Environmental, social, and governance (ESG) stock investing strategies are designed to make the world a better place by investing in companies that rate highly on such metrics. While its global impact is still unknown, we believe ESG is unlikely to boost returns much – or provide much protection against stock market risk. Because ESG investing is mostly the same as investing in the broad market from a risk and return standpoint, investors should look for other strategies if they’re trying to manage equity risk in a challenging environment.
Is ESG a Fad, or Dangerous? Probably Not
ESG strategies dominated in 2020 as investors looked for companies with high ratings for social justice and environmental responsibility. 2020 was also a year when emotional considerations often outweighed traditional financial metrics. Most notably, the You-Only-Live-Once (YOLO) investors on Reddit waged campaigns to boost their favorite stocks and cryptos, often completely disregarding fundamentals. With all the warm fuzzies it provides, one has to wonder whether is ESG a similar fad. After all, one of the all-time great scholars of the stock market thinks ESG strategies are redundant.

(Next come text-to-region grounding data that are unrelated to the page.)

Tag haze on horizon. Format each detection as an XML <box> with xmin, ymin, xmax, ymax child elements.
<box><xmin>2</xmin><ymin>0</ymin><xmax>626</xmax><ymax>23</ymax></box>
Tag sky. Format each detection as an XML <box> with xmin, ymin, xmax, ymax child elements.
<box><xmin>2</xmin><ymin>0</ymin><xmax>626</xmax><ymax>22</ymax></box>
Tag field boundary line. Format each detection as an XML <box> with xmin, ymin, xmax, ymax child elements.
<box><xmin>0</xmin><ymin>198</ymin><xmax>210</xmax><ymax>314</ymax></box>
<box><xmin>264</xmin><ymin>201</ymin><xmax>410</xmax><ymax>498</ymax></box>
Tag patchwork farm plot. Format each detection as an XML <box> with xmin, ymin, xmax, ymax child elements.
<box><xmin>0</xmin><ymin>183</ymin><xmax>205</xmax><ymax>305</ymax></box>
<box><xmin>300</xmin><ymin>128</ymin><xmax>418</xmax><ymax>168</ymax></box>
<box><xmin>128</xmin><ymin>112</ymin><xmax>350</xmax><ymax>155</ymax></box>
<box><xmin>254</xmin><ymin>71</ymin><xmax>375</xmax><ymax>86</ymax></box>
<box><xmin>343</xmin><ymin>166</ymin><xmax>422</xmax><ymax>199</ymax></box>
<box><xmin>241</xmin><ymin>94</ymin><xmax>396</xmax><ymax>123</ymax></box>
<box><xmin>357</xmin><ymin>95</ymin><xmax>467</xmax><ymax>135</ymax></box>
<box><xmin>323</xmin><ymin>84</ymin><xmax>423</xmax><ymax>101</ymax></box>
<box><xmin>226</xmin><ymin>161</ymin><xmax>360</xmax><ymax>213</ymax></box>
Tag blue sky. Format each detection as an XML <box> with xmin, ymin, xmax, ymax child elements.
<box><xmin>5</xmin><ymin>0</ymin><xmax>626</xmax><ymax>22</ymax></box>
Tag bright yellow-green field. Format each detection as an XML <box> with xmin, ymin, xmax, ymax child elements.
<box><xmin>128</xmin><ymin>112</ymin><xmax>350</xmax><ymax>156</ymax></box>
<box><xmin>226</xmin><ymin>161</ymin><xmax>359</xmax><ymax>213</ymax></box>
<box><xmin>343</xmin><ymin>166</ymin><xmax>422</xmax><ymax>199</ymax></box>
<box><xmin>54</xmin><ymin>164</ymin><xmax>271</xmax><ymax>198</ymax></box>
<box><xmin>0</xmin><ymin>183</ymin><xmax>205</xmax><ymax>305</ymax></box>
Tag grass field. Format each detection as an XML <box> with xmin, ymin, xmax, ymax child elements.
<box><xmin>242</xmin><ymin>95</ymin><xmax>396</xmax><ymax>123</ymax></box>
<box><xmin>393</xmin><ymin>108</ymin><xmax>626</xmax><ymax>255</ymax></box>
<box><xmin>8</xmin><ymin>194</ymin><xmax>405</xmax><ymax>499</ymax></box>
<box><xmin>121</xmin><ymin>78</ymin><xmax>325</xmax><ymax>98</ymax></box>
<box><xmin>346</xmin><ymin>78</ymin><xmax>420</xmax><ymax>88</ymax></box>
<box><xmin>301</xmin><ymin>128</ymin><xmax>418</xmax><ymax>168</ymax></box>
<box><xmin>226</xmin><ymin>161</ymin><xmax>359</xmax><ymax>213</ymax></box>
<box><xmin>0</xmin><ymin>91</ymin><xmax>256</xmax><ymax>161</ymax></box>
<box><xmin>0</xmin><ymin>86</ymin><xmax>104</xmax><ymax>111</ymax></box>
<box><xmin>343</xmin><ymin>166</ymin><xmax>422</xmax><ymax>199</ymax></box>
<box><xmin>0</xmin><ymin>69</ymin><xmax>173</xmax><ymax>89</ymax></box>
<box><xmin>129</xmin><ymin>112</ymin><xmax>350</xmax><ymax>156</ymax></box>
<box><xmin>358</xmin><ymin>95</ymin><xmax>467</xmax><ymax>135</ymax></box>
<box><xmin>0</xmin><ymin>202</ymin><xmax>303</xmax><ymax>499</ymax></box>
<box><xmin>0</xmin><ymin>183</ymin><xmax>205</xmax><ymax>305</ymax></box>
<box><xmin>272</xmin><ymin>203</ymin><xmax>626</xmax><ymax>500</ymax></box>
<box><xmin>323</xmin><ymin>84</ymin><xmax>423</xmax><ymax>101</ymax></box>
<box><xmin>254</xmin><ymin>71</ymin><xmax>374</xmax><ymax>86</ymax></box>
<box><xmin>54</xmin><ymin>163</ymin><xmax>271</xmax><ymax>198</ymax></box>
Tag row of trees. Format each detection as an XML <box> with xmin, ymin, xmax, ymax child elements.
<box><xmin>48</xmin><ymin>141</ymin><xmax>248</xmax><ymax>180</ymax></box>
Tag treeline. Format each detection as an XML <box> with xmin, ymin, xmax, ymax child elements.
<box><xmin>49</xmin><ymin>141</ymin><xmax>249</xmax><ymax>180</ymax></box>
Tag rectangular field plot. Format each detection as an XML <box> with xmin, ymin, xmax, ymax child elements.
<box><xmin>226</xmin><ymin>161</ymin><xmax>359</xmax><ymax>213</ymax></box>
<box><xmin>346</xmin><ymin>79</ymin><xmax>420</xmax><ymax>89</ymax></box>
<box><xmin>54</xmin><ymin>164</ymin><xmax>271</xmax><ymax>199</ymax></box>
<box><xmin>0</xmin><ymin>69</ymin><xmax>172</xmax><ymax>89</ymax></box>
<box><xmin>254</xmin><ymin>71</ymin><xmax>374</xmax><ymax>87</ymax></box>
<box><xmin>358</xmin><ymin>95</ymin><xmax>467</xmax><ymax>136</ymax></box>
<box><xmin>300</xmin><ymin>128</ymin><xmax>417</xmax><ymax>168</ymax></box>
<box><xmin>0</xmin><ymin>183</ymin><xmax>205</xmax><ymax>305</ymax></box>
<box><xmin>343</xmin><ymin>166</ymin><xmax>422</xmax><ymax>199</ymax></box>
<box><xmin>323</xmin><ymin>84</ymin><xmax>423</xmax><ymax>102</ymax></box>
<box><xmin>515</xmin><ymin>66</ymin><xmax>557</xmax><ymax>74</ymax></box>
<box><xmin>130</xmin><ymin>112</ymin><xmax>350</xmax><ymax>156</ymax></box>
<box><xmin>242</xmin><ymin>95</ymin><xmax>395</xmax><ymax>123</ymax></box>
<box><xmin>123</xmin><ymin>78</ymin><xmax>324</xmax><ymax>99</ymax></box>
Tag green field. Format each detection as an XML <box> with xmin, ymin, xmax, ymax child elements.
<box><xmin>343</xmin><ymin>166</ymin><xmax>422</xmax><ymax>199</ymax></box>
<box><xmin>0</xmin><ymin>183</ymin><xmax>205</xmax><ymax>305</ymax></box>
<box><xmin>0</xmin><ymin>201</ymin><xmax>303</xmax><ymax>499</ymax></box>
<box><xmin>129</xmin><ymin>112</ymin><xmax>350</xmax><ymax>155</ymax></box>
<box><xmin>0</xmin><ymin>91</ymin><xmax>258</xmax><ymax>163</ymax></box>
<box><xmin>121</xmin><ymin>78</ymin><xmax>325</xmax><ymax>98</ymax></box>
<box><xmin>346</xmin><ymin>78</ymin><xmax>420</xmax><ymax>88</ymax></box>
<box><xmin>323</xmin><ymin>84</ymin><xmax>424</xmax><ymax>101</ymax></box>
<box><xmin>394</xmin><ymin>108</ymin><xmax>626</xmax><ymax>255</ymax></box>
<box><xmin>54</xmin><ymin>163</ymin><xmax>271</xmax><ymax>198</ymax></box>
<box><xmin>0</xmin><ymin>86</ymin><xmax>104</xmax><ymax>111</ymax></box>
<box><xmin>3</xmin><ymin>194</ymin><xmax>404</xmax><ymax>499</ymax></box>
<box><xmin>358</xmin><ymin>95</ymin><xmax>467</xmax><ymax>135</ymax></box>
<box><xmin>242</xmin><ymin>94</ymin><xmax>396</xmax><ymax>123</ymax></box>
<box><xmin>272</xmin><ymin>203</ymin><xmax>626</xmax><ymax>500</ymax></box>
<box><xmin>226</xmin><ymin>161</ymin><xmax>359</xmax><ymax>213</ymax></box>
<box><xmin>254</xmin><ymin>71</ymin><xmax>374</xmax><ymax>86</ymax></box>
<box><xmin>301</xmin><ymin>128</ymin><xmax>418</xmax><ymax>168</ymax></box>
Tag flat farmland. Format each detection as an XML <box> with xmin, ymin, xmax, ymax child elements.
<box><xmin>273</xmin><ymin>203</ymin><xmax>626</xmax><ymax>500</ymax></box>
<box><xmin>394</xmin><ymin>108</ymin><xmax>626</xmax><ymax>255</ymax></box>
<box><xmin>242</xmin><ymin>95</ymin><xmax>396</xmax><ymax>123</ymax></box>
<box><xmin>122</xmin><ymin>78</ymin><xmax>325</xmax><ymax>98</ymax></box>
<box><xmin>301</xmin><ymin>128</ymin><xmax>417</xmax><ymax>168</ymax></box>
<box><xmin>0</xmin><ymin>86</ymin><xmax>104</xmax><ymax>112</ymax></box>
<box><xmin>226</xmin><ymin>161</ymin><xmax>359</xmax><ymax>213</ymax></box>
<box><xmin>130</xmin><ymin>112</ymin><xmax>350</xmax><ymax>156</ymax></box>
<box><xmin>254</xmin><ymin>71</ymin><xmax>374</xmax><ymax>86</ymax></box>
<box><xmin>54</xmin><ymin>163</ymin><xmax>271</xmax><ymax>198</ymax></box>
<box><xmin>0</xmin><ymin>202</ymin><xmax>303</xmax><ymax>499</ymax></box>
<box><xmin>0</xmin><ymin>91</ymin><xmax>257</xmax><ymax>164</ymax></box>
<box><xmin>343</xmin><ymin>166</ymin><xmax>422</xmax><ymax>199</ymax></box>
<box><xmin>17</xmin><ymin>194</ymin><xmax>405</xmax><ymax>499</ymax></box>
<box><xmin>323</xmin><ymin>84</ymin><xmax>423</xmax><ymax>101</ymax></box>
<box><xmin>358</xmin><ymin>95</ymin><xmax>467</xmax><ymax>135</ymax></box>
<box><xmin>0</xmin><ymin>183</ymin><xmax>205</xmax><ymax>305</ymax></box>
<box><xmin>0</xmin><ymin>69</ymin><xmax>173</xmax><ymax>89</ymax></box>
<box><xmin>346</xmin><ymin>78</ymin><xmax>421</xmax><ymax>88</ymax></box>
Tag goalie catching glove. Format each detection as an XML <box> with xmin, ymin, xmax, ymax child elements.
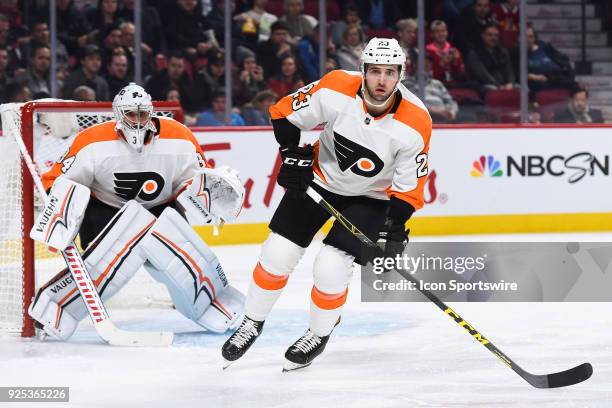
<box><xmin>177</xmin><ymin>165</ymin><xmax>245</xmax><ymax>227</ymax></box>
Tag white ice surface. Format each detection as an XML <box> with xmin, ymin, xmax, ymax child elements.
<box><xmin>1</xmin><ymin>233</ymin><xmax>611</xmax><ymax>408</ymax></box>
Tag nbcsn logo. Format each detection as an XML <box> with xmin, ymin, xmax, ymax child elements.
<box><xmin>471</xmin><ymin>155</ymin><xmax>503</xmax><ymax>177</ymax></box>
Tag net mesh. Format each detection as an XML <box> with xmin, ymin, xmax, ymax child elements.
<box><xmin>0</xmin><ymin>100</ymin><xmax>181</xmax><ymax>336</ymax></box>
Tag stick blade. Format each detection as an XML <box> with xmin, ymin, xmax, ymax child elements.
<box><xmin>545</xmin><ymin>362</ymin><xmax>593</xmax><ymax>389</ymax></box>
<box><xmin>98</xmin><ymin>320</ymin><xmax>174</xmax><ymax>347</ymax></box>
<box><xmin>525</xmin><ymin>362</ymin><xmax>593</xmax><ymax>389</ymax></box>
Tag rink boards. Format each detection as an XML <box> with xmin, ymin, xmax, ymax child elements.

The stock market’s current emotional tenor and ESG’s intuitive appeal raise the question: Is ESG, like YOLO, contributing to a frothy-acting stock market? Fortunately, the data doesn’t seem to indicate that type of mania in ESG strategies. We looked at ESG ratings for 1770 US-traded stocks and compared how the top 10% of ESG stocks compare with the bottom 10% – and the total ESG universe – on some key investing measurements.
ESG Stocks Are Basically Your Typical Large-Caps, But More Expensive
Top ESG scorers are a lot like more stable large-cap stocks investors tend to think of as being “safer.” They’re larger, a little less volatile, and a little more profitable than “anti-ESG” companies. Top ESG companies’ main drawback relative to poor ESG performers is they’re more expensive — but they’re valued roughly in line with the overall market, so it’s a modest issue. The biggest gripe an investor might have with an ESG allocation is that its relatively lower volatility might come with a slight drag on returns.
In sum, from the quantitative point of view ESG is not all that different from investing in the broad stock market — maybe even a little less risky, and with potential for a little less reward.
ESG Is Unlikely to Save You in a Downturn
Unfortunately, ‘a little less risky than the market’ is small comfort in today’s environment. Absolute valuations are steep, interest rates are rising but still low, and wild YOLO traders on Reddit seem to rule the roost. Whether or not investors believe in ESG’s world-changing power, it still pays to structure portfolios so they can hold up in times of broad market turbulence – or seek reasonable returns without adding undue risk. We believe systematic diversifier strategies can help investors diversify away from stock market risk while providing reasonable absolute returns. As such they provide balance when investors attempt to adjust their equity market exposure due to interest in thematic strategies like ESG. That characteristic is especially useful when low interest rates create problems for traditional balanced portfolios, investors are tempted to chase yield, and ESG strategies may provide only a small buffer against possible future turbulence.